できれば、この様な練習を毎日数時間、休みながら練習されると良いかと思います。
スケールも数種類書き出すとよいと思います。
それと、曲の中に出てくるフィゲタは、フィゲタに入る時の呼吸が非常に大事かと思います。

上記は自分なりに考えて行っている事ですすが、フィゲタを意識しないでフィゲタができれば良いかと思います。
フィゲタはバロックリュートにも応用できますね。
とりとめない話しでスミマセン。

老弾 #- | URL
2020/04/23 22:21 | edit

老弾さん

詳しくご教示、大変ありがとうございます。
とても参考になりました、私の場合、なんと言ってもバロックluteにかかり切りで、ルネサンスluteは初心者状態と変わりないです;
絶対的に練習時間が足りず、左手の小指や薬指の"離す"筋力がないのも敏速にできない原因かと思いますが、スケールを用意して時間をとって訓練したいと思います。

>フィゲタはバロックluteにも応用
|指と・指の交互が有効なところ、よくありますね、ヴァイスのジーグの始まりなど、ほぼフィゲタ状態だったり。

michael #xNtCea2Y | URL
2020/04/23 23:26 | edit

追伸

失礼ながら、半音階の練習時には、次のように意識して行って下さい。
フレットを押さえる時は、「指先に力を入れる」、同じ指で次のフレットを押さえる時は、「指先の力を抜く」、そしてまた、「指先に力を入れる」、これを各指、声に出してユックリ行ってみて下さい。
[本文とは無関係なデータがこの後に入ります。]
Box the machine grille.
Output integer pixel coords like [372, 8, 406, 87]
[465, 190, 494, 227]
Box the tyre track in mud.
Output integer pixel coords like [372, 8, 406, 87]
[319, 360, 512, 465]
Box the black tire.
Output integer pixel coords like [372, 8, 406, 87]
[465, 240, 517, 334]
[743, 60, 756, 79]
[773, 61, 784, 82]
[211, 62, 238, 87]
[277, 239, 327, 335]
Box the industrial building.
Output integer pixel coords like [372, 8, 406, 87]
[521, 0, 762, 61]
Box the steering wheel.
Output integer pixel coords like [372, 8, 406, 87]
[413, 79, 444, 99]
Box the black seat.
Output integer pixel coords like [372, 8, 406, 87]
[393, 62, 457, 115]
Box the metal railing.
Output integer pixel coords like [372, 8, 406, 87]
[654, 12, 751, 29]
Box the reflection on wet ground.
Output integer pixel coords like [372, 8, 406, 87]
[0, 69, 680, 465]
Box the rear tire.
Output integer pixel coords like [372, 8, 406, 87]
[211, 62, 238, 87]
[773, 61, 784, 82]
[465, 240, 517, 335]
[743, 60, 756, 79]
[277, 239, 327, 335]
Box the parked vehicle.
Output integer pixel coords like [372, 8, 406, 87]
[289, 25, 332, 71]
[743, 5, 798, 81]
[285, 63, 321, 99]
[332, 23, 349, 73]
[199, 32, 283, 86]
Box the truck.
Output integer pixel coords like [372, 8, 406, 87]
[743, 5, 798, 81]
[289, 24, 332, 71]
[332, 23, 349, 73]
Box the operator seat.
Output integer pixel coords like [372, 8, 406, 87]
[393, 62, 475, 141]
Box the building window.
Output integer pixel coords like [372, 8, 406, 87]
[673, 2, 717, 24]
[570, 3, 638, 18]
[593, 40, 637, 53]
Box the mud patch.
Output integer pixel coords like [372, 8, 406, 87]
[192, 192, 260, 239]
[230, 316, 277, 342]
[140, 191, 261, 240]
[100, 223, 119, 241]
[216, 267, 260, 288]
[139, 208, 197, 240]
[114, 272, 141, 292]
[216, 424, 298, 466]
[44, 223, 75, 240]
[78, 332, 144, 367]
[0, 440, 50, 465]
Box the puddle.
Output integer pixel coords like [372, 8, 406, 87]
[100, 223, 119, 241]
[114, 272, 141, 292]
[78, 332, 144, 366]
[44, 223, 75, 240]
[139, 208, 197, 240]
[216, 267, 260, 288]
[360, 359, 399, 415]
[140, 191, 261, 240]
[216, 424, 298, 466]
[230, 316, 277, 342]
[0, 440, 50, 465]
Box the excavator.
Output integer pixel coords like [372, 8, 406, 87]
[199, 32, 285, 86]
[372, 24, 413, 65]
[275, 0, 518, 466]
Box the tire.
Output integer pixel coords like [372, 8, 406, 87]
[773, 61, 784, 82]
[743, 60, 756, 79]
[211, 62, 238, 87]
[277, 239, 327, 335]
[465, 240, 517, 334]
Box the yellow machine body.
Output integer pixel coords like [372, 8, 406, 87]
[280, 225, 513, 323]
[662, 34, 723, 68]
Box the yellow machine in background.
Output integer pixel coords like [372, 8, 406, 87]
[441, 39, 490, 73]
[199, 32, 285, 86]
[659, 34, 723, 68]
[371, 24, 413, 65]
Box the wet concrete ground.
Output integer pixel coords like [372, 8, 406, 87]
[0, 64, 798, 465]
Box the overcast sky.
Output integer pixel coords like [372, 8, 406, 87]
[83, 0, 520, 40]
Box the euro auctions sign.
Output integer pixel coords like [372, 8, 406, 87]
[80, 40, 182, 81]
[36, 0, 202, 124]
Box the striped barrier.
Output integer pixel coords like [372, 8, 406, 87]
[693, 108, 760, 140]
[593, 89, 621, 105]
指の筋力を付ける練習にもなりますし、慣れれば無意識で行うようになります。ただし、腱鞘炎には気を付けて行って下さい。

基本が確実に身に付きますと、曲は技術的には其れほど練習しなくても弾けるようになります。… 初見も。

遅くに失礼しました。

老弾 #- | URL
2020/04/24 00:04 | edit

老弾さん

ありがとうございます、
まさに「知りたかった」ところです。
どう練習したらよいのか、わからない事がリュートには多々あって労力が報われないのが辛いところですが、希望の光が見えてきたようです。
指に気をつけながらやっていきたいです。